Munich subway: groundbreaking for U6 to Martinsried – district of Munich

Students and scientists at the Munich university site in Martinsried can count on finally being able to reach their lecture halls, laboratories and other research facilities by subway in a few years. 32 years after the first serious considerations for an extension of the U 6 from the Großhadern Clinic to the then still manageable science campus in the Planegger district, the symbolic groundbreaking for the 212 million euro and around 950 meter long construction project took place on Monday – on a huge Construction site between the medical center of the Ludwigs-Maximilians-Universität (LMU) and the buildings of the innovation and start-up center IZB. The actual construction started in November.

Because the subway extension is a prestige project of the Bavarian state government, two ministers, led by the Prime Minister himself, were on the construction site. “Our shortest but most important subway line is being built here,” said Markus Söder (CSU) at the ceremony. From 2027, the U 6 will connect the two research centers in Garching and Martinsried, i.e. in the north and west of the city. The Martinsried science campus is one of the three largest in Europe. The Free State of Bavaria alone has funded it with more than 500 million euros since it was founded. If you include the current projects of the Max Planck Institutes located here, the figure is more than one billion euros.

On Monday, Söder predicted “a huge leap” for the institutes and universities in Martinsried and Großhadern. The future belongs to science.
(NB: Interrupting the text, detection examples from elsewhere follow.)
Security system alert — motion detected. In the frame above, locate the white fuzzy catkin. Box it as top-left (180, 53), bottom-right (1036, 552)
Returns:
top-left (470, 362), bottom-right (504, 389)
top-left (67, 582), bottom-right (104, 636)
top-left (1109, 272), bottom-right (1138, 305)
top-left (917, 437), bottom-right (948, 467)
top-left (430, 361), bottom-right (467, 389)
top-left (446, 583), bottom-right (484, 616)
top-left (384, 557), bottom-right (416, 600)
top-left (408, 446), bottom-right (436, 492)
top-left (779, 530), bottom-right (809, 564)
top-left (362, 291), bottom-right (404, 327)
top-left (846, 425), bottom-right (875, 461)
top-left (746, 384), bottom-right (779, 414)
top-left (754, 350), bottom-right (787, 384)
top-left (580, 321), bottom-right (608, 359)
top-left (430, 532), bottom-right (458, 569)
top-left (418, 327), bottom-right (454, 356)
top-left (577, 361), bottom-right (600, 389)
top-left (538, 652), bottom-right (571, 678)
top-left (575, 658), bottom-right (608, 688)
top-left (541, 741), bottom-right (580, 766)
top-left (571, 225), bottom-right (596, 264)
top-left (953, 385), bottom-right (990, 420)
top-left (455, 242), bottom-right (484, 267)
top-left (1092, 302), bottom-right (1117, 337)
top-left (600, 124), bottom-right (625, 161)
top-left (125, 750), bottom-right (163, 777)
The Bio-Campus will continue to prove itself as a “training ground for Nobel Prize winners”. The connection to Munich’s rapid transit network corresponds exactly to Bavaria’s policy, “because we are on the side of local public transport”. Söder took the opportunity to refer to the announcement by the CSU that, in addition to the 49-euro ticket, they want to introduce a Bavarian version for students, schoolchildren and trainees for the price of 29 euros for the winter semester.
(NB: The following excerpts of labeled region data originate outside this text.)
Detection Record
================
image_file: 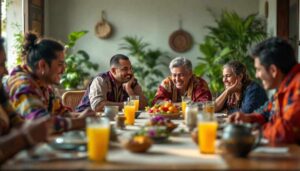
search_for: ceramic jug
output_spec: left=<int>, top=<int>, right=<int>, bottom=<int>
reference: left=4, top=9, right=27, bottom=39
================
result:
left=221, top=123, right=261, bottom=157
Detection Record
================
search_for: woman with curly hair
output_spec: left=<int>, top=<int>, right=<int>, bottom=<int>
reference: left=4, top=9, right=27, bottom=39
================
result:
left=215, top=61, right=268, bottom=114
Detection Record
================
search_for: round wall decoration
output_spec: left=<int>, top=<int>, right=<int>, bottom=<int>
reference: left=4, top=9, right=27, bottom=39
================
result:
left=169, top=29, right=193, bottom=52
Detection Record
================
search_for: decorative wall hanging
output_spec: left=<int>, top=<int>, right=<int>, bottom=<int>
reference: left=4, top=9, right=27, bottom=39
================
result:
left=169, top=20, right=193, bottom=52
left=95, top=11, right=112, bottom=39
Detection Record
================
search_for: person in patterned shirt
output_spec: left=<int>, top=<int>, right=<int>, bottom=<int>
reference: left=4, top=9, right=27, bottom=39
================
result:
left=4, top=33, right=94, bottom=132
left=76, top=54, right=147, bottom=112
left=229, top=37, right=300, bottom=145
left=0, top=38, right=49, bottom=165
left=152, top=57, right=212, bottom=104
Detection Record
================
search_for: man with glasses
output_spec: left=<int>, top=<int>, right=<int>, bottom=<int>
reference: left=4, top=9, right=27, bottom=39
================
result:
left=76, top=54, right=147, bottom=112
left=152, top=57, right=212, bottom=104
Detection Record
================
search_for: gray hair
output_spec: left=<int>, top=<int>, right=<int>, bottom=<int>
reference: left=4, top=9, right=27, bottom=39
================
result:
left=169, top=57, right=193, bottom=71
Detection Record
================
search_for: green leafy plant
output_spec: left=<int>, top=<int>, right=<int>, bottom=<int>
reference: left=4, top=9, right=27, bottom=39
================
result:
left=195, top=11, right=267, bottom=93
left=120, top=36, right=170, bottom=101
left=60, top=31, right=98, bottom=89
left=194, top=37, right=231, bottom=93
left=12, top=23, right=24, bottom=65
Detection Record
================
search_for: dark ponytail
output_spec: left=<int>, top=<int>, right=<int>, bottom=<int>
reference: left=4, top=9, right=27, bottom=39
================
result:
left=22, top=33, right=64, bottom=71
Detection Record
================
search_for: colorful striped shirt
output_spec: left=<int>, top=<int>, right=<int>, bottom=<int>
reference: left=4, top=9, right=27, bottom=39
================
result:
left=152, top=75, right=212, bottom=104
left=4, top=65, right=70, bottom=131
left=252, top=64, right=300, bottom=144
Transport Minister Christian Bernreiter (CSU) called Martinsried “a synonym for the future”. Bavaria is proud to be able to take over a significant part of the construction costs with 77 million euros “in favor of the attractiveness of the public transport and the science location Munich”. Science Minister Markus Blume (CSU) spoke of a “line from excellence to excellence”. It is a “central stepping stone for the future of the research market in and around Munich and the entire high-tech state of Bavaria. This is one of the best that Germany has to offer.”

The aisle for the extension of the subway can already be seen, because the actual construction started in November.

(Photo: Stephan Rumpf)

District administrator Christoph Göbel (CSU), who sees an “increase in the importance of the Munich district as a science location”, made a similar statement. The new route takes account of the persistently large number of urban commuters. “A great investment in the future of the municipality, the district and the Free State.” Planegg’s Mayor Hermann Nafziger (CSU) – he was involved in most decisions about the subway in his previous capacity as a municipal councilor – modified the well-known saying and said: “What takes a long time will be really good.”
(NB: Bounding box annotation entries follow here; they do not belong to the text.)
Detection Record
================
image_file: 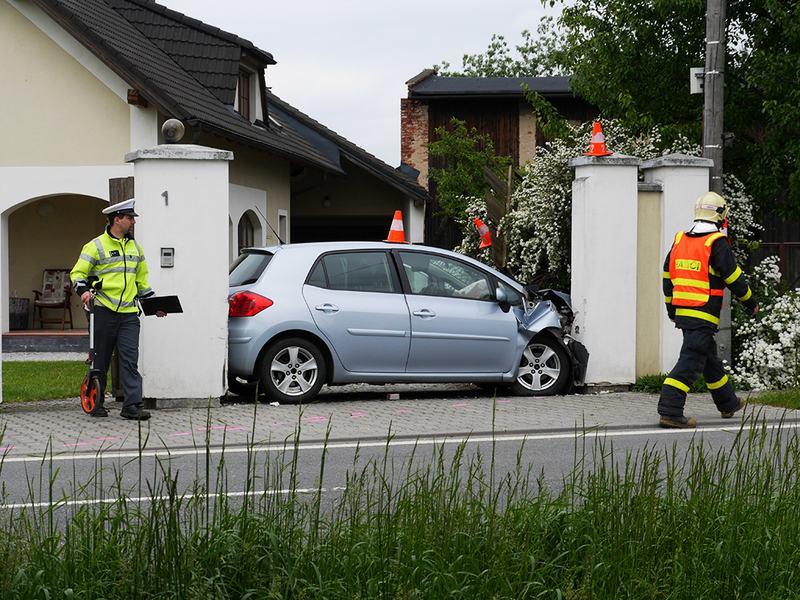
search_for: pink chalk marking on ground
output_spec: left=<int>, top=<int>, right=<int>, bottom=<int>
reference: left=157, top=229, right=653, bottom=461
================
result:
left=303, top=416, right=328, bottom=423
Seven men and one woman were then allowed to put on the safety helmet and pick up the spade specially prepared for them: In addition to Söder, Nafziger, Göbel and the two ministers, Dimitri Steinke, Managing Director of the project management company PMG, contractor Leonard Weiß and the member of parliament Kerstin Schreyer (CSU).

Subway construction: Teachers and students from the Planegger Music School accompany the ceremony.

Teachers and students of the Planegger music school accompany the ceremony.

(Photo: Stephan Rumpf)

In the midst of the crowd of invited guests from science and politics were also the “veterans” from Planegger local politics, who sometimes desperately accompanied the difficult path to the first groundbreaking for more than 30 years: the former mayors Ulrike Höfer, Dieter Friedmann, Heinrich Hofmann and Peter Stokers, plus a number of local councillors. Ulrike Höfer, during whose time the municipal council had set the decisive course, sighed at the huge mounds of earth on the construction site: “That I can still experience that.”